20' x 12' x 10'
Wood, Drywall, Crystals, Paint, Vinyl Siding, television,
For Sale or Lease explores the interaction between architecture and nature through the bisection of a suburban home by a starry night sky. The homes’ flood lights are triggered by the viewer exploring the intersection of night and home. This artificial light combined with the lights from a television within the house’s interior creates the feeling of an already occupied space, leaving the viewer in the position of voyeur.
"For Sale or Lease" explores the viewer's sense of belonging through an interactive sculpture and photographic installation. The full-scale facade of a suburban house bisects the gallery, approachable and familiar in appearance yet closed-off and protected from the viewer. It is a house that invites yet guards, nurturing inside yet securing from the outside. In "For Sale or Lease," the viewer toes the line between public and private property. They approach, peer, linger, and in the end, wonder: are they looking inside....or out?

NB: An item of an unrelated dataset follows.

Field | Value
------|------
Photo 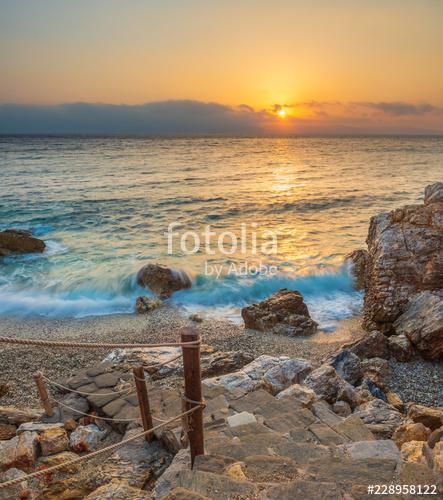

"The Best-Laid Plans" exists in the space between mankind's accomplishments and failures, dwelling in a moment of ambiguity. Works in the show reflect an evolving history of construction, industrialism, and humans' relationship to nature, with a nod to post-WWII attitudes and morals. Full-size woodblock prints of chipboard and plywood highlight and celebrate the engineering of nature by human hands. Other pieces, such as "Delivery"--an eight-foot long artillery shell haphazardly dropped onto a grassy suburban lawn--are installations of plans gone awry. Viewers are invited to explore the work from an insider's perspective and draw their own conclusions of success and sacrifice.
“Not Here But There” is an exhibition of new photography and sculptural work by Mark Joseph Oliver. The pieces in this show explore the role that location serves as a monument to the past, present, and future. Viewers can experience a distilled moment in time through partially masked black and white photography of Norwegian landscapes and witness a narrative connecting past and present through the installation “Whale Fall:” a completely white boat skeleton resting on the floor of the gallery. The work is solemn yet serene, the palette a simple black and white and the atmosphere one of quiet reflection of something experienced remotely yet fully. The viewer is invited to share in the observation of a location and a history transported. What changes and what remains?
Water, dockwood, pond tarp, grass, pool dye
120’x 24’
Lagoon is a project that is about the transformation of space when bringing the outside world inside. This work takes a normal gallery and transforms it into a dark-watered lagoon. The viewers are invited to take off their shoes and navigate the dark waters. Cold fog rolls out slowly from underneath the dock. As the viewer wades through the water, shimmering reflections cast onto the surrounding gallery walls.